Le site de presse de la BnF lance sa propre revue, éponyme, RetroNews. Paru au titre de l’automne 2021, la revue, éditée par JC Lattès, comporte 226 pages et se vend 19 €. Son rythme de publication n’est pas précisé mais on peut le supposer trimestriel. Pour traiter de l’histoire par la presse, et pour en montrer le renouvellement et les possibilités d’ouverture et d’élargissement, la revue fait appel aux signatures habituelles du site, en général issues de la jeune recherche et des secteurs les plus dynamiques de l’Université.

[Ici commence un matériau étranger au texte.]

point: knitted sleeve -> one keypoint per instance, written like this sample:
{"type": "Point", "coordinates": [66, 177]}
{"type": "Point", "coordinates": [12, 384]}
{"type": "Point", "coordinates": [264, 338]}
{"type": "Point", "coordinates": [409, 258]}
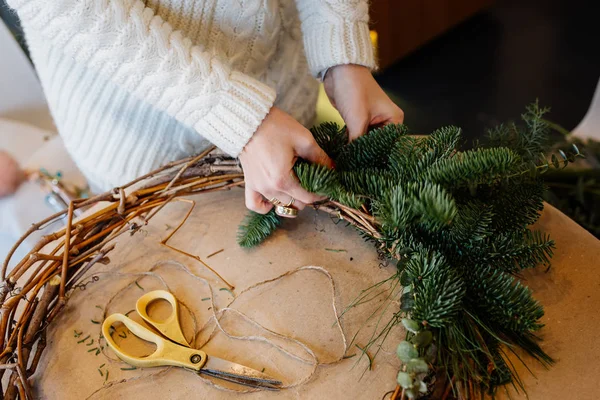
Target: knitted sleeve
{"type": "Point", "coordinates": [131, 46]}
{"type": "Point", "coordinates": [335, 32]}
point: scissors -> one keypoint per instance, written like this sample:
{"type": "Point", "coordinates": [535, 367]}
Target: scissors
{"type": "Point", "coordinates": [175, 350]}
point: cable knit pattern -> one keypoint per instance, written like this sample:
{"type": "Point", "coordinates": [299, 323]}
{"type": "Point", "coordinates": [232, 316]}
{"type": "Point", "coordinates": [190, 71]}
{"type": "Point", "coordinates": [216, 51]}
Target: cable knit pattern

Sa présentation se veut non seulement lisible, mais abordable d’emblée et vraiment séduisante pour le plus grand nombre : les articles sont courts, sobrement rédigés et abondamment illustrés. La première livraison comprend quatre grands thèmes : Résistances, Sexualités, Contaminations, Crimes et délits complétés par quelques textes de fiction. Une grande interview conclut chaque partie : l’écrivain Didier Daeninckx pour l’histoire politique, l’historien de la santé Olivier Faure pour les contaminations, la rédactrice en chef de Criminocorpus Martine Kaluszynski pour les crimes et délits et la lauréate du prix Mnémosyne pour Une rose épineuse, la défloration en France au XIXe siècle (PUR, 2017) Pauline Mortas pour la dernière partie sur les sexualités. Le n° est dédié à la mémoire du grand historien Dominique Kalifa (1957-2020), professeur à Pais 1 et un des maîtres de l’histoire culturelle et de l’exploration de ses marges. Il n’est pas besoin d’ailleurs de cette dédicace pour penser fréquemment à lui en lisant ou parcourant la revue.
Les sujets abordés sont variés : Paul Nizan et l’invasion fasciste de l’Éthiopie (Anne Mathieu), la résistance littéraire d’Aragon qui réenchante avec bonheur le médiévalisme et permet de citer deux revues : la très connue Fontaine d’Alger, mais aussi le valeureux Lancelot publié en langue allemande par les Français dans leurs zones d’occupation en Allemagne de 1946 à 1951 (William Blanc), mais aussi la lutte des indiens Modoc contre le gouvernement américain (Michèle Pedinielli), les messages et annonces du Libertaire (Anne Mathieu derechef) pour la première partie. La seconde réunit de pertinentes études au regard de l’actuelle crise sanitaire dues à Rachel Mazuy (la grippe espagnole), Pierre Ancery (La peste écarlate de Jack London) et François Jarrige sur l’invention « médiatique » de la pollution. Mélodie Simard-Houde revient sur les reportages de Jacques Dhur (Le Journal) et Marc Stéphane (Paris-Soir) dans les asiles psychiatriques. L’article d’Anton Serdeczny sur les suicides évoque quelques barbares survivances du traitement des corps des suicidés dans le Piémont de Charles-Félix (prince de 1821 à 1831) ou dans le Royaume-Uni de George IV (roi de 1820 à 1830) : l’occasion de rappeler la grande œuvre d’humanité que fut aussi et sans doute d’abord la Révolution française…
Les crimes et délits permettent de mobiliser une nouvelle fois Pierre Ancery (le Paris de Simenon), Michèle Pedinielli (Pierrot le fou et Casque d’or) et Emmanuelle Retaillaud (la drogue dans Paris-Soir). La dernière partie sur les sexualités revient sur quelques grandes affaires ou dossiers emblématiques : l’offensive anti-masturbatoire à l’ombre des Lumières menée sous la conduite du désormais fameux docteur Tissot (Anton Serdeczny), le procès et la descente aux enfers d’Oscar Wilde qui là aussi permet de se souvenir qu’en Angleterre la sodomie était encore passible de la peine de mort avant 1861 (Pierre Ancery), l’émergence du terme « homosexuel » Emmanuelle Retaillaud) et l’interrogation sur le genre hermaphrodite (à nouveau Anton Serdeczny). Enfin, quelques textes de fiction concluent agréablement l’ensemble, dont en cette année de commémoration communarde un bel exemple de cut-up sur la chute de la colonne Vendôme proposé par Quentin Deluermoz, auteur d’un récent et remarqué Commune(s). Une traversée des mondes au XIXe siècle (Seuil, 2020).